En ce moment, on reçoit un paquet de messages de gens qui demandent après les casques (et franchement, on les comprend). Bientôt, y en a sûrement un qui va nous arrêter en ville en mode : « c’est toi, le gars des casques ? ». Heureusement, aucun huissier n’a embarqué quoi que ce soit, et on n’a pas fait faillite (pas encore) : les casques tant attendus sont en train d’être expédiés aux clients :D
On a essayé de répondre à tout le monde, mais avec le « scandale des aides de BusinessFinland », le ton des messages est devenu plus agressif depuis que certains nous ont repérés aussi sur les listes d’aides publiées.

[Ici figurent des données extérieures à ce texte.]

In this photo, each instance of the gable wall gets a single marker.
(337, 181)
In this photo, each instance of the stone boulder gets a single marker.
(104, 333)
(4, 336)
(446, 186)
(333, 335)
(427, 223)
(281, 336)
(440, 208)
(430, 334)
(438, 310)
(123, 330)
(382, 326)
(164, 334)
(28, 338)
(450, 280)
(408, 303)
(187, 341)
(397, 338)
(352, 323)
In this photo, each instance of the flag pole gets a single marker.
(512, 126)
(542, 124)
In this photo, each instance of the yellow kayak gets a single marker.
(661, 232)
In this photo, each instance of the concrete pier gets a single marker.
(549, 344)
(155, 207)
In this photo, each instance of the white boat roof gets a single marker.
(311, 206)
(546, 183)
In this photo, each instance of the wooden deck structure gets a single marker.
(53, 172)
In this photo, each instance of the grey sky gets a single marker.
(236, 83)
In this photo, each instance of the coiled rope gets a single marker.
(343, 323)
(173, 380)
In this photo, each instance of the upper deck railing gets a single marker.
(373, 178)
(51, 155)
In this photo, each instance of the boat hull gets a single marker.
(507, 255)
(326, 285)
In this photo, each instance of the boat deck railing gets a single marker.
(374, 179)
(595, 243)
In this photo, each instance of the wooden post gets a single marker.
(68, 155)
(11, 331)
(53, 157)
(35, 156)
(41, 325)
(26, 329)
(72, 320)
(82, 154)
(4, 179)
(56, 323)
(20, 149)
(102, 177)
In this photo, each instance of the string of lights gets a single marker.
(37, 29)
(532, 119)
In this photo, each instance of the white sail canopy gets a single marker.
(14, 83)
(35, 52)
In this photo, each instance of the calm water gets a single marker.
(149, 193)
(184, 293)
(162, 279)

On a tenté de nous faire chanter avec de l’attention négative sur les réseaux sociaux, et on nous a soupçonnés d’avoir une motivation spéciale à « mettre les casques de côté » au lieu de les livrer aux clients.

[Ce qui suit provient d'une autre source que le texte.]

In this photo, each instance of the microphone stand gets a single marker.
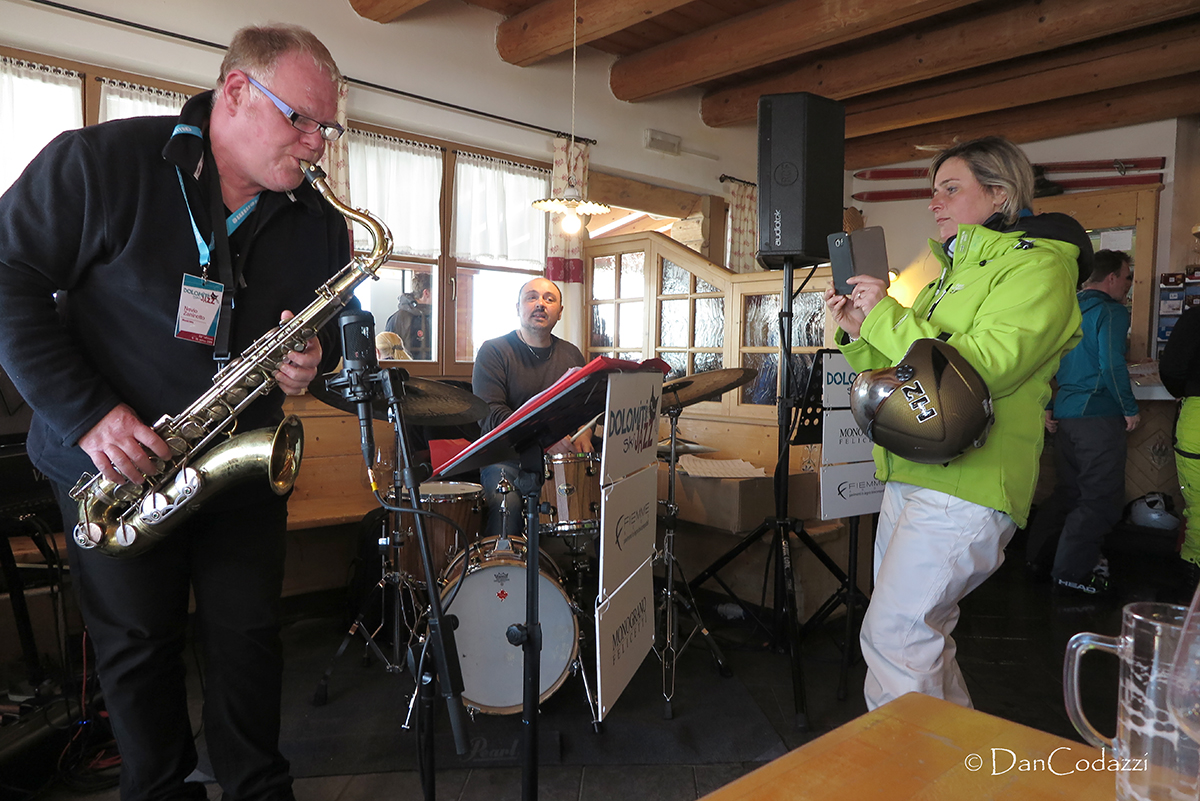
(444, 654)
(528, 634)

Un indice du volume de retours accumulés : le tout premier employé de l’entreprise a été embauché pour gérer le service clients, parce que les associés n’ont juste pas le temps de répondre à tout le monde.
À ce stade, le mieux est sans doute de tout raconter ouvertement et de laisser chacun juger par lui-même.
Contexte
L’an dernier, on a développé des casques à réduction de bruit, qu’on a mis en vente à la fin de l’année. Le développement et les premières commandes ont été payés avec de l’argent emprunté garanti à titre personnel, parce qu’en 2018, le commerce n’était pas vraiment énorme. Les casques (et les aspirateurs et les tondeuses robot et tout le bazar) se sont très bien vendus l’an dernier et, au final, il nous est resté le profit princier de 71 000 euros – quand l’entreprise n’avait absolument aucune dépense.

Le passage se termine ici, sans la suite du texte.